We have seen improvements in determining capital and debt budget needs for public school construction as a result of improved collaboration between the elected boards and staff of these two organizations. Last year, the two reached a historic agreement to develop a rolling 7-year capital improvement plan that can correctly forecast borrowing needs for school renovation and new construction. This agreement means the school system can continue to meets its exponential growth demands while the county government can space out its borrowing to make sure it isn’t taking on too much debt at once. It’s also a win for Wake taxpayers who don’t get hit with unpredictable spikes in tax rates.
School board members and county commissioners have publicly acknowledged they would like to the see the same type of long-range planning be applied to the annual operating budget process.

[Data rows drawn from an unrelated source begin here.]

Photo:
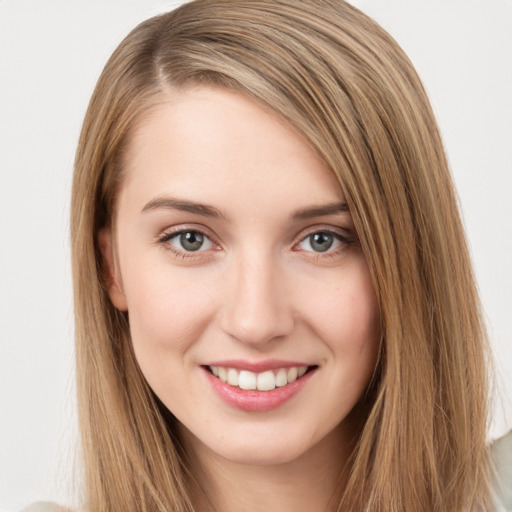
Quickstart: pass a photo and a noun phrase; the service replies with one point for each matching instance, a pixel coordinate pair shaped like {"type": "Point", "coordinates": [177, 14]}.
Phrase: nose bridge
{"type": "Point", "coordinates": [258, 309]}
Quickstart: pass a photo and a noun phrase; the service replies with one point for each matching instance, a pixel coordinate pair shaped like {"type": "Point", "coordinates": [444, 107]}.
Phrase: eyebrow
{"type": "Point", "coordinates": [320, 210]}
{"type": "Point", "coordinates": [170, 203]}
{"type": "Point", "coordinates": [183, 205]}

This year, leaders from both boards met to discuss budget priorities and they have brought those discussions to their respective staffs. It doesn’t appear that similar collaboration and agreement has resulted from staff discussions between the organizations.
There is disagreement about how Wake County Public Schools should handle any unspent funds at the end of their fiscal year on June 30. The county staff believes any budget money left unspent at the end of the fiscal year should be carried forward into the 2017-18 fiscal year and used for new or expanding programs. The school system staff believes that the estimated $21 million won’t be available for recurring operational expenses next year because it will be needed to offset state and federal funding changes (actions that are beyond the control of the school system). Despite discussions on both sides, this issue remains unresolved.
This can’t keep happening. Wake County taxpayers deserve predictability as to increases in property taxes and a clearer indication of how the new funding will be used to improve our public schools. WakeEd wants to see a shared vision for local funding of public education emerge before next year’s budget season commences, and we are ready to work with Hartmann and Superintendent Jim Merrill to convene leading local chief financial officers to provide an independent review and work with the two on joint recommendations to the Board of Commissioners and Board of Education regarding the future budgeting process. The work of this group would include the following:
- Review the current budgeting process for 2017-2018 and identify the drivers of disagreement between the county and school system;
- Review what our public school system leadership has identified as “needed” to enable schools to best prepare students to meet future workforce requirements;
- Outline what it will take (timeframe and cost) to move our school system to the desired exemplary model; and
- Develop a long-range plan that enables our school system to meet prioritized outcomes and our county government opportunities to explore potential funding solutions.
The results would be shared with the community-at-large, but most importantly they would become the framework for future budget development and agreements between the school system and county government. The framework would prioritize local spending so the schools can grow into the world-class public school system this county deserves.